I asked the reverse question here (i.e. how to go from listFormat to dfFormat) and got some helpful answers that I am learning from. I need to have code to reverse both directions and it seems the reverse direction may need new types of code. I put my attempt below to show how I am stuck!
conUnd <- which(sapply(colnames(dfFormat), function(x) grepl("_", x)))
listName <- sapply(colnames(dfFormat[,conUnd]), function(x) strsplit(x, "[.]")[[1]][1])
uListName <- unique(sapply(colnames(dfFormat[,conUnd]), function(x) strsplit(x, "[.]")[[1]][1]))

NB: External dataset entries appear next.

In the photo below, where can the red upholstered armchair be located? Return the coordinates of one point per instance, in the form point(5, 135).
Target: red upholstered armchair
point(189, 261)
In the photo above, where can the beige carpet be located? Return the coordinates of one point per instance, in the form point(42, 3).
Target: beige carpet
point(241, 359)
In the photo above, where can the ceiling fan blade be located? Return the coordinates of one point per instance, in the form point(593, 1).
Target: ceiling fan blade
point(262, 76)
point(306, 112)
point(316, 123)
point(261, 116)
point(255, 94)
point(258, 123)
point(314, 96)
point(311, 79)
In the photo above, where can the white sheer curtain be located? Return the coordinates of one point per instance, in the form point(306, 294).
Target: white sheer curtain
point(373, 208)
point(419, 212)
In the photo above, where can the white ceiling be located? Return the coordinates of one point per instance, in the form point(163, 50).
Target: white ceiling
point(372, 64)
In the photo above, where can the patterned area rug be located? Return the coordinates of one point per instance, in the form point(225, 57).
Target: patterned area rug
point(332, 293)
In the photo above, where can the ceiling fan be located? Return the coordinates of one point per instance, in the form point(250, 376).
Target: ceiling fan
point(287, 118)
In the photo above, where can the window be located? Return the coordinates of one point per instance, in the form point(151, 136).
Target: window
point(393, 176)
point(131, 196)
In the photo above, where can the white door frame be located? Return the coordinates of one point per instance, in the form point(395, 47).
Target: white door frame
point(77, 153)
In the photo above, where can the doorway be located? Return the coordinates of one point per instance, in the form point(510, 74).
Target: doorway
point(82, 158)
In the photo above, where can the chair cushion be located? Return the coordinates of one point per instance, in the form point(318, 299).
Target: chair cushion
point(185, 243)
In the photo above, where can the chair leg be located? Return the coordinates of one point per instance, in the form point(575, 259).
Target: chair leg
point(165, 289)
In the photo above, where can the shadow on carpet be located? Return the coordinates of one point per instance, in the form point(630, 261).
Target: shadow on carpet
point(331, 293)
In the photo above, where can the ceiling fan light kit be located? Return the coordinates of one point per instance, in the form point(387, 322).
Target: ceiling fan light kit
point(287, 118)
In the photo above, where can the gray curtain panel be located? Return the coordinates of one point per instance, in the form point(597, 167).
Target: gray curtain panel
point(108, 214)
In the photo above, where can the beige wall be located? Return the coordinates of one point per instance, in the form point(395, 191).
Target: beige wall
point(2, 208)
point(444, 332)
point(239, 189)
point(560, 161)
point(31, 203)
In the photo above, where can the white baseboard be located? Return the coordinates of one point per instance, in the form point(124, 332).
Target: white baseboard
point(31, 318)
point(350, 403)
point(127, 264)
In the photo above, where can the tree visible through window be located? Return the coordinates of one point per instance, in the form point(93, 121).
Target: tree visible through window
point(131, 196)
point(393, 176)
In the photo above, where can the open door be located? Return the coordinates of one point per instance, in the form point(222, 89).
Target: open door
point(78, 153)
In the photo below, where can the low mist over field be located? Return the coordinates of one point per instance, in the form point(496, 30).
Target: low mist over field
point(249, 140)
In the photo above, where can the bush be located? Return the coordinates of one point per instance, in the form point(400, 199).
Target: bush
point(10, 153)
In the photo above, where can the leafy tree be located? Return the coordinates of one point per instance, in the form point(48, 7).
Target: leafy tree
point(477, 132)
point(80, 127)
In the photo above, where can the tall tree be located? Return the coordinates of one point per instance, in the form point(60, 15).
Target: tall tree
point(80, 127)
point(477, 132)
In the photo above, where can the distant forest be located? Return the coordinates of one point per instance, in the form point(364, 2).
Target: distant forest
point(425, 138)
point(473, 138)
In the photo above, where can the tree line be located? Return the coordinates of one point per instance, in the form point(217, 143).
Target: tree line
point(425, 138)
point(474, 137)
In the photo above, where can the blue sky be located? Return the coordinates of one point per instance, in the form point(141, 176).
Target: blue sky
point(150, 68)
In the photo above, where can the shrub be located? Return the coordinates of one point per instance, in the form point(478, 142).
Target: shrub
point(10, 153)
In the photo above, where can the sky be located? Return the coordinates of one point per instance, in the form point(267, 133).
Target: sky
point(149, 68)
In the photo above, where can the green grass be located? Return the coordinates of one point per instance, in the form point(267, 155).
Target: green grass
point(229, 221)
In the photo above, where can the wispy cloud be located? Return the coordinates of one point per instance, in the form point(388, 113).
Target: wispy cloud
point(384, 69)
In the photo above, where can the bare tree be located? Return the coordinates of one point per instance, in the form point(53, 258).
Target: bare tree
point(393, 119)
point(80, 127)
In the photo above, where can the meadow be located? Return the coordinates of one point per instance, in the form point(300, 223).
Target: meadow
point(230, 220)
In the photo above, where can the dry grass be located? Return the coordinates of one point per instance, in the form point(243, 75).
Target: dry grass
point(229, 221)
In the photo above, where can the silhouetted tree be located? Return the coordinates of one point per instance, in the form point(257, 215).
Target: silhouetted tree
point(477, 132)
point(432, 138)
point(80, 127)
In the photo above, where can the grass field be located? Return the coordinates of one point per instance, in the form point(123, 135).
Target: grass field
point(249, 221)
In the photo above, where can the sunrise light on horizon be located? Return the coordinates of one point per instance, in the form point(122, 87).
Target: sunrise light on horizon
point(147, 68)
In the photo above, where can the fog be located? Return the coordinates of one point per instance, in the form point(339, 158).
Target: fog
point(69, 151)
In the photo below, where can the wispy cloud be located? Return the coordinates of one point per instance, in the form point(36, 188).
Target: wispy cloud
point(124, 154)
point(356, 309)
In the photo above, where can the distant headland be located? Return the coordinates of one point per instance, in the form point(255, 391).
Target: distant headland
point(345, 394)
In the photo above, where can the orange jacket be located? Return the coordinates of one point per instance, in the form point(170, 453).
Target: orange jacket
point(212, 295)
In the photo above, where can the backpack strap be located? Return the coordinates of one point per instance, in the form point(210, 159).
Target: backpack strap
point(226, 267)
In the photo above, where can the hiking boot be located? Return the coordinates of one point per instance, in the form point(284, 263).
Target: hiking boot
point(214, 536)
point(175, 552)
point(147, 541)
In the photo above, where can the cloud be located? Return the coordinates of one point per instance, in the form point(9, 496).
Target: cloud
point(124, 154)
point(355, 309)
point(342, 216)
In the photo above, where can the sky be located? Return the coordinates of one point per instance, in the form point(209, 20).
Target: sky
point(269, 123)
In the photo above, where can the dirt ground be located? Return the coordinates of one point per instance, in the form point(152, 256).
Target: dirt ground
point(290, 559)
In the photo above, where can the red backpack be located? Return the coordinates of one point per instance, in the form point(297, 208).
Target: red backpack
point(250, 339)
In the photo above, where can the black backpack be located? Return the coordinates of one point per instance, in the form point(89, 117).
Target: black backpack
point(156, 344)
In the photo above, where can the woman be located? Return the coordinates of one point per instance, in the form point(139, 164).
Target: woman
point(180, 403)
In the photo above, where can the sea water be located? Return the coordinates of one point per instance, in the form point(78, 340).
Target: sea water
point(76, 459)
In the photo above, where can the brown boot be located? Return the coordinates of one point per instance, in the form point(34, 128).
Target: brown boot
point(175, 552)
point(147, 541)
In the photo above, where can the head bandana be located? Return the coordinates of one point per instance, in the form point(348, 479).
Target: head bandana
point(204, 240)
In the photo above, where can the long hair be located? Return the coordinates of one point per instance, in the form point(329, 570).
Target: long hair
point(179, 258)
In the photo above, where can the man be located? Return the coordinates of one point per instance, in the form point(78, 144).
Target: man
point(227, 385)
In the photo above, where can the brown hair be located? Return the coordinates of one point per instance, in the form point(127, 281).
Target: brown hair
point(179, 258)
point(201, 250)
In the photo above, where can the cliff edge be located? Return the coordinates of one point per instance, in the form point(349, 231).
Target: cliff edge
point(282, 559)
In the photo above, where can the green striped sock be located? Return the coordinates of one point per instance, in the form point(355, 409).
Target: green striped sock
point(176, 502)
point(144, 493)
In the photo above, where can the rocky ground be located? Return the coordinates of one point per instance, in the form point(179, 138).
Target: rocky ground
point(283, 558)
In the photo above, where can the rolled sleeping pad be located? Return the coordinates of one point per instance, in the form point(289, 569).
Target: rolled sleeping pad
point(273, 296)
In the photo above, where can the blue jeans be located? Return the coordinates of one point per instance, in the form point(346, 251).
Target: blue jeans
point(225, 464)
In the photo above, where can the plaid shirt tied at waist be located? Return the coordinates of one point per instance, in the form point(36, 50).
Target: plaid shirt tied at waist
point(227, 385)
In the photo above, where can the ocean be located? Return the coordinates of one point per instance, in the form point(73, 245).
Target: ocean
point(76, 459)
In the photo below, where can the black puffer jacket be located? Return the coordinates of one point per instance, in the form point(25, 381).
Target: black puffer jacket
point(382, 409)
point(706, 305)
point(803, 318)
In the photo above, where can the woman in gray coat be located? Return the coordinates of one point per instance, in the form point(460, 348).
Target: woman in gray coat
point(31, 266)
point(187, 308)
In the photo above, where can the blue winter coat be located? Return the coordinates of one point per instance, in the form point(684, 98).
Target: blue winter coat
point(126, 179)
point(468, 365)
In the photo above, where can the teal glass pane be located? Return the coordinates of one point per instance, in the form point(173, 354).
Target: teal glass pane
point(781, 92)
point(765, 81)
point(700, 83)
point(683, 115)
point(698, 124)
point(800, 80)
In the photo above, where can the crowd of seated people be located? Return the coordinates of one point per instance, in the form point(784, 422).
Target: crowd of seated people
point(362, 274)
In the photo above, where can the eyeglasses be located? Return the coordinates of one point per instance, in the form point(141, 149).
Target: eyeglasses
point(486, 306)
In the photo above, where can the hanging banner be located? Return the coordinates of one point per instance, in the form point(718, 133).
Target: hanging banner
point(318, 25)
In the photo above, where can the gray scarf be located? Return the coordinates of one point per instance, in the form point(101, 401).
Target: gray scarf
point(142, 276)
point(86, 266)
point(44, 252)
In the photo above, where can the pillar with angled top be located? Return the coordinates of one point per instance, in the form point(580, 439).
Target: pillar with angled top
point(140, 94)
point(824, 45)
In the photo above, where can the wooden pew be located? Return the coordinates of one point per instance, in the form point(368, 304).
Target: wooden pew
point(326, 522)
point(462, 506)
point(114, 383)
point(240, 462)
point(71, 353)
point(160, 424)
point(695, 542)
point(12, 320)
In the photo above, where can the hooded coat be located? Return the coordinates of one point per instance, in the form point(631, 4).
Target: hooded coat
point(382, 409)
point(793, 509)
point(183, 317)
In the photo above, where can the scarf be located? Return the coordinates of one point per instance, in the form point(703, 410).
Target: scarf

listCol <- sapply(colnames(dfFormat[,conUnd]), function(x) strsplit(x, "[.]")[[1]][2])
listFormat = list()
for (i in 1:length(uListName)){
[Gets messy here trying to define column names based on string variables]
}
Any advice would be greatly appreciated. I know my code is not efficient.